Defensoria Pública deve se ater ao amparo dos necessitados

Cabe à Defensoria Pública, conforme previsto na Constituição, a orientação jurídica e defesa dos que comprovarem insuficiência de recursos. Assim, a 4 ª Turma do Superior Tribunal de Justiça entendeu que o órgão não possui legitimidade para propor Ação Civil Pública em favor de consumidores de plano de saúde que sofreram reajuste em seus contratos, porque não são pessoas carentes.

A Defensoria ajuizou ação coletiva contra a Tacchimed por causa dos aumentos, considerados abusivos, nos contratos de idosos. O juízo de 1º Grau proibiu a companhia de reajustar os contratos dos segurados com mais de 60 anos. O Tribunal de Justiça do Rio Grande do Sul confirmou a sentença, argumentando que é função institucional do órgão defender interesses do consumidor lesado.

A empresa levou Recurso Especial ao STJ, sustentando que a Defensoria deve se ater a sua finalidade constitucional: a defesa dos necessitados.

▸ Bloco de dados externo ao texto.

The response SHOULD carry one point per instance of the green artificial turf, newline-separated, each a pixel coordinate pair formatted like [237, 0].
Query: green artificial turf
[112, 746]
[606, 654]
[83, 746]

O ministro Luis Felipe Salomão, relator do recurso, reconheceu que a corte tem precedentes de ampliação do campo de ação do órgão.

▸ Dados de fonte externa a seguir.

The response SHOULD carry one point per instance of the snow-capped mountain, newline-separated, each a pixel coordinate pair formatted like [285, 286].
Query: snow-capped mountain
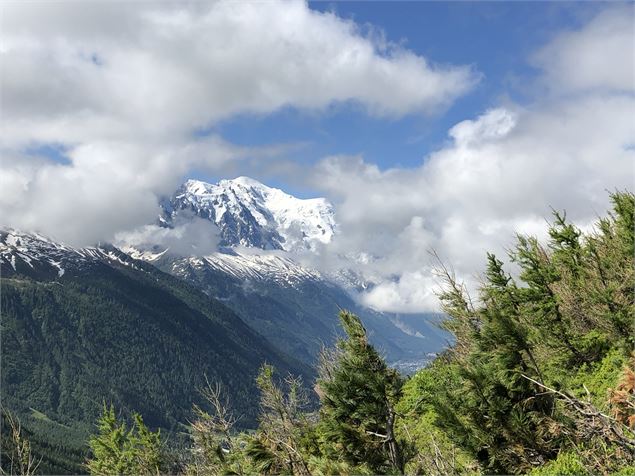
[37, 255]
[251, 214]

O ministro, no entanto, afirmou que cabe à Defensoria Pública, nos termos do artigo 134 da Constituição, a orientação jurídica e a defesa dos necessitados, sendo vocacionada a prestar assistência jurídica integral e gratuita aos que “comprovarem insuficiência de recursos”, conforme o artigo 5°, inciso LXXIV, da Carta Magna. Com informações da assessoria de imprensa do STJ.

analucia disse:
05 de julho de 2014 às 14:57

defensoria não gosta de pobre e quer atender ricos. Prefere atender quem pode pagar ingressos da COPA do Mundo e deixa os pobres na fila para serem filmados e depois alegam que falta pessoal e dinheiro.
Pelo fim do monopólio de pobre da Defensoria, pois tem processado quem tenta atender o pobre e tudo com o apio e conivência da esquerda que manda no PT e no Ministério da Justiça.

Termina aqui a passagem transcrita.